# String Quartet Draft



## Celloissimo (Mar 29, 2013)

I'm composing a String Quartet for my high school ensemble to perform (as a project to be able to graduate) and have been working on it on and off for about 3 months as it's been hard finding the time to really sit down and focus. I'm pretty content with my voice-leading and I think from a technical standpoint it's solid (though there definitely might be some errors I've overlooked) but my fear is that, to be honest, it's pretty damn boring. The more I listen to it, the more the first part sounds like an exercise as opposed to an actual piece of music. 
I also think my transition between phrases feels very tacked on, or flat out just non-existent.

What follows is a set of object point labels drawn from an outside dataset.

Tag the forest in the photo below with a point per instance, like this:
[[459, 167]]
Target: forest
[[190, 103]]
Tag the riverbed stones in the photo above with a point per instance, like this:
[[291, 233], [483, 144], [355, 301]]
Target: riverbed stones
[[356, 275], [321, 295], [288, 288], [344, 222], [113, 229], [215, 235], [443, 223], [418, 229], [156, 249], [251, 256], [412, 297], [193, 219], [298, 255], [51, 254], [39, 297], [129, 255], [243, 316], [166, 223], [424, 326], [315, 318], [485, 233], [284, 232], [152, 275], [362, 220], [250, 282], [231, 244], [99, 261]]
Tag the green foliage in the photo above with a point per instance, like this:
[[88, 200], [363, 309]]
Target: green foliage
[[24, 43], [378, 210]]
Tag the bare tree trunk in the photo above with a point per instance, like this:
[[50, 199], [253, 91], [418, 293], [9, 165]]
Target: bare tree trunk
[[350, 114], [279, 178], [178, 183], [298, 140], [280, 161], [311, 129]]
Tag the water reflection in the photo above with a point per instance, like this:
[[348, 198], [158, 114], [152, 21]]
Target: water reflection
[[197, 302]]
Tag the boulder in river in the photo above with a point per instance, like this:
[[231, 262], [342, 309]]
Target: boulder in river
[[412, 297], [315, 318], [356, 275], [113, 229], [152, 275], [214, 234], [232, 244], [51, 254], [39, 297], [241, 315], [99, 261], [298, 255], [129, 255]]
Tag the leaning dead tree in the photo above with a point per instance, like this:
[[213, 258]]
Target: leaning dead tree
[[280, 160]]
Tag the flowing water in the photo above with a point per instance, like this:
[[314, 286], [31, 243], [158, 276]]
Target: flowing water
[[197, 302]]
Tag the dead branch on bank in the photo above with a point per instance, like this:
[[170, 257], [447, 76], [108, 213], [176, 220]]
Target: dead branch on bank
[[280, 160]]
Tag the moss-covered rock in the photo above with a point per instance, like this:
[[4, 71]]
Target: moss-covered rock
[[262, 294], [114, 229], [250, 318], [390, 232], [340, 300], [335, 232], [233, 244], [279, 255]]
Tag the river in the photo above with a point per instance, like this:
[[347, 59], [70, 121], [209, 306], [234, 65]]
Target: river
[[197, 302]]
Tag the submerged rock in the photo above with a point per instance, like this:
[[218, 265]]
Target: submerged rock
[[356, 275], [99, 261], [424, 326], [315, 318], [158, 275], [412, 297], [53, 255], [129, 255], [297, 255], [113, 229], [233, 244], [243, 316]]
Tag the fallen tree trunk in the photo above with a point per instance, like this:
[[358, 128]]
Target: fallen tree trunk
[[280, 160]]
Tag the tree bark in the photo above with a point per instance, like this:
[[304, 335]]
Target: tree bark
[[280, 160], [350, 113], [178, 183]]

Some input would be awesome, I appreciate anything you can say 
Thanks a lot!

*In the score, beat 2 before the key change should have a fermata over it

Audio:

__
https://soundcloud.com/cissimo%2Fstringquartetdraft

Score:
View attachment Quartet.pdf


----------



## MJTTOMB (Dec 16, 2007)

Added some annotations. Spotted some technical things you should look out for, but most of my concerns are musical and have to do with the form of the piece, since from this short excerpt I got almost no sense of coherent form.

Current graduate student in composition/teaching assistant in music theory. If you have any questions more specific than an open request for feedback I'm happy to try to answer those as well.

View attachment Quartet annotations.pdf


----------